The original lawsuit, first filed by the Davis Coalition for Sensible Planning in early 2018, alleged that the proposed project violated California Environmental Quality Act (CEQA) and the city’s own affordable housing ordinances. In 2019, Susan Rainer, one of the plaintiffs, told The California Aggie that she felt that “Davis leadership is incompetent.”
“Those of us who oppose the Lincoln40 and Nishi projects are not opposed to more housing being built, especially student housing,” Rainier said. “We are opposed to the way it has been approved and, now, how it’s been done with the plan made by UCD and the city.”
At the time, Rainer cited concerns about potentially dangerous particulates from nearby transportation, as the planned site is located near both I-80 and the Davis Amtrak line.
A Yolo County Court judge, however, ruled in the city’s favor in October 2019, according to the City of Davis’ website. Judge Peter M. Williams ruled that the Nishi project was in compliance with both CEQA and the city’s affordable housing ordinances, and the plaintiffs failed to provide new evidence that the project would cause “an exacerbation of existing environmental hazards or concerns,” according to the city.
In a different post, the city announced that the plaintiffs had filed an appeal in December 2019. After a closed-door session on Jan. 14, 2020, the council announced that it voted to continue fighting the Nishi lawsuit in court.
Mayor Pro Tempore Gloria Partida argued that Nishi would provide “badly needed” student housing in Davis’ tight housing market and said that further delays in the project development went against the will of Davis voters. Once completed, development plans say that Nishi 2.0 will provide 700 units of student-oriented housing, adding 2,200 beds in total.
“We as a city make providing fair and affordable housing that meets CEQA requirements a top priority,” Partida said. “In addition, Measure R gives a voice to our voters in this process.

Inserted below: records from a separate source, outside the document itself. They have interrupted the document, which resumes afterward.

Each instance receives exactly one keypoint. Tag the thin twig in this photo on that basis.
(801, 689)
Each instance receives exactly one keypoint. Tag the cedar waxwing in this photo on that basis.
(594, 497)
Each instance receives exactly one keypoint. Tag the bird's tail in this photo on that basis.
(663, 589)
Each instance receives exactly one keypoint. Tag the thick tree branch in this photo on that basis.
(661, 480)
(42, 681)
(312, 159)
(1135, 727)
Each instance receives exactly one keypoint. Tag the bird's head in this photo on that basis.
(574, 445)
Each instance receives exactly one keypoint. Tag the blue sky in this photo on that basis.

We are defending this appeal because housing is badly needed and our citizens’ votes should be upheld.”
Council Member Dan Carson echoed this claim, citing 2018’s Measure J vote, when 60% of Davis voters approved the second iteration of Nishi plans — informally called Nishi 2.0.

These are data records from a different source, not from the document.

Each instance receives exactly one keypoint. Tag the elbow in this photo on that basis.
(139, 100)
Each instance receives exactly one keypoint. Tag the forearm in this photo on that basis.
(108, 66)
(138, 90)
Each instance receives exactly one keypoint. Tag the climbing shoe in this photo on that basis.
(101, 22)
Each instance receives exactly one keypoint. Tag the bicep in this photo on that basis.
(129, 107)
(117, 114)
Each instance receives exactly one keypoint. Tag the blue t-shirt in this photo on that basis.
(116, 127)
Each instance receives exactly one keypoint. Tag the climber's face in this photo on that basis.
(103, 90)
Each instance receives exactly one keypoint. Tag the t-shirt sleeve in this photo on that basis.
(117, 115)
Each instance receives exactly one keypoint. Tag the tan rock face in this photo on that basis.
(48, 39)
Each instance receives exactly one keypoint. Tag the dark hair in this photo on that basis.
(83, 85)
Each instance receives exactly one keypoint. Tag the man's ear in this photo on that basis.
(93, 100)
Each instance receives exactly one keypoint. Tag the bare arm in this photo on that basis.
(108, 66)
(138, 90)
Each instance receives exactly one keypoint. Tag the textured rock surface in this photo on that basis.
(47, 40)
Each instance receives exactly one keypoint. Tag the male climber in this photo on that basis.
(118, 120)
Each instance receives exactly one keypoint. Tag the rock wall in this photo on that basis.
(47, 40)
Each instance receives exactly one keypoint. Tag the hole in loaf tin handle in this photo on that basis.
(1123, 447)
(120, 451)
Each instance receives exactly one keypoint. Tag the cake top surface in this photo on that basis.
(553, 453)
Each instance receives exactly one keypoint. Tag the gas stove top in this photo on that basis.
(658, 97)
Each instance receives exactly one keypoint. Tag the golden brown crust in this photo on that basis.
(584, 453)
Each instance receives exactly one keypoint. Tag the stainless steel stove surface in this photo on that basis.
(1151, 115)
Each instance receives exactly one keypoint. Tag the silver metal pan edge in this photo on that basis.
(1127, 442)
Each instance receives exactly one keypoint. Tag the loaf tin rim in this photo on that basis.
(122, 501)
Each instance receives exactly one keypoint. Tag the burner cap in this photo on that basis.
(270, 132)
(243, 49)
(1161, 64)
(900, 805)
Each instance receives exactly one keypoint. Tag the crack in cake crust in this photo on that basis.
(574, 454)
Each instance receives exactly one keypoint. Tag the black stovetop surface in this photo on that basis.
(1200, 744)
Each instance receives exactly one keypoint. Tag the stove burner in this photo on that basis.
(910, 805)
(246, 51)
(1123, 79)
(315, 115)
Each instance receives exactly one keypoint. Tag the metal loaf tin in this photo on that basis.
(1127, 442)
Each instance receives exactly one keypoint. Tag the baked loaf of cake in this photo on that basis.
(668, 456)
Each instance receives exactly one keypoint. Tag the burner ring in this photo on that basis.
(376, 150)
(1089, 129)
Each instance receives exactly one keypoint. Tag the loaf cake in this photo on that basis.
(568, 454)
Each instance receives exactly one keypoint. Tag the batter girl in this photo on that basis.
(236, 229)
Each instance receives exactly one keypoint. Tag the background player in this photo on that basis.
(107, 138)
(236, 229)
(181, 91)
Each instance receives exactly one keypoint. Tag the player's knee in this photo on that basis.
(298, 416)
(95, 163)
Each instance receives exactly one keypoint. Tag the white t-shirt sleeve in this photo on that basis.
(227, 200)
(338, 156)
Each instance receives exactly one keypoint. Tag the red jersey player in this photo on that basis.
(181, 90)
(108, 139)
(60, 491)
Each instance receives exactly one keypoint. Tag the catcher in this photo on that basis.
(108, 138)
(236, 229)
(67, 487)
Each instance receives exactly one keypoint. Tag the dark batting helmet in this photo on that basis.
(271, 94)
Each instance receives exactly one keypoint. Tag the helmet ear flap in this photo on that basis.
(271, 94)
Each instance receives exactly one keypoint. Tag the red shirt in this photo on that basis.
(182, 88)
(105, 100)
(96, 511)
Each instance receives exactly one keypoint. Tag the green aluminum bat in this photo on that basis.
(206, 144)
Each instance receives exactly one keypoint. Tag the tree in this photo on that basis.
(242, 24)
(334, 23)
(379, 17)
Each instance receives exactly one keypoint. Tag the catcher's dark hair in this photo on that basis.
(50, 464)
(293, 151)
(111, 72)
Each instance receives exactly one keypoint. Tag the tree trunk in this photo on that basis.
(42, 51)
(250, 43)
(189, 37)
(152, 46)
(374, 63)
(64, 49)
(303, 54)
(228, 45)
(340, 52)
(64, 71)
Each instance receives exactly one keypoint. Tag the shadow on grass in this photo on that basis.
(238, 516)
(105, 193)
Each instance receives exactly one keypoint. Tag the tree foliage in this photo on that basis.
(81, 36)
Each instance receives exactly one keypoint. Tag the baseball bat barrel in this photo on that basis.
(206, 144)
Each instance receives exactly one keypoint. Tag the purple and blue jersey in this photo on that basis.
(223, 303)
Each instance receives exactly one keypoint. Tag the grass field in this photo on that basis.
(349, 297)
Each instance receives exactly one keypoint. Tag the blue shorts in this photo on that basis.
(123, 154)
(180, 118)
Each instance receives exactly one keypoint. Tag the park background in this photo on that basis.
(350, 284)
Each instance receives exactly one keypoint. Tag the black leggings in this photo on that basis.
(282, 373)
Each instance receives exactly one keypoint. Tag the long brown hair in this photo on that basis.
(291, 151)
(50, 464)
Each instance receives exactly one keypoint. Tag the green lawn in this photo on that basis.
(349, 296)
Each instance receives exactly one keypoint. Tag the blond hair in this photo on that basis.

“The voters of Davis spoke clearly that they approved of this version of the Nishi project that will bring more quality housing to town,” Carson said. “I am concerned about the continued effort to overturn the will of more than 11,000 voters who approved of this greatly needed housing.”
News of the appeal drew condemnation from Adam Hatefi, the ASUCD External Affairs vice president. In a public statement posted on Facebook and dated Jan. 14, Hatefi referred to plaintiffs Rainer and Colin Walsh as “feckless, student-hating, well-fed miscreants” and expressed dismay that the appeal would further delay the project completion. Hatefi said that the Nishi project, once completed, would provide Davis students relief from rising food insecurity, homelessness, debt and tuitions.
“It is our hope that the battle will end soon, before the cost of these delays kills the project entirely,” Hatefi said. “Housing is needed now more than ever, and this brazen attempt to subvert the democratic will of Davis voters is repugnant and distasteful.”
Some disagreed with Hatefi’s characterization of the lawsuit. Rik Keller, a city planning consultant and blogger at The Davisite called the letter “ridiculous slander” in the comments of Hatefi’s post, also claiming that the “Yes on J” campaign in support of the Nishi project “spent a lot of money buying support from students.” A search for developers ‘Davis Gateway Student Housing LLC’ on the Davis Campaign Disclosure Portal shows that the company spent nearly $300,000 in campaign expenditures in 2018. It is unclear how much of that money was spent specifically targeting student voters.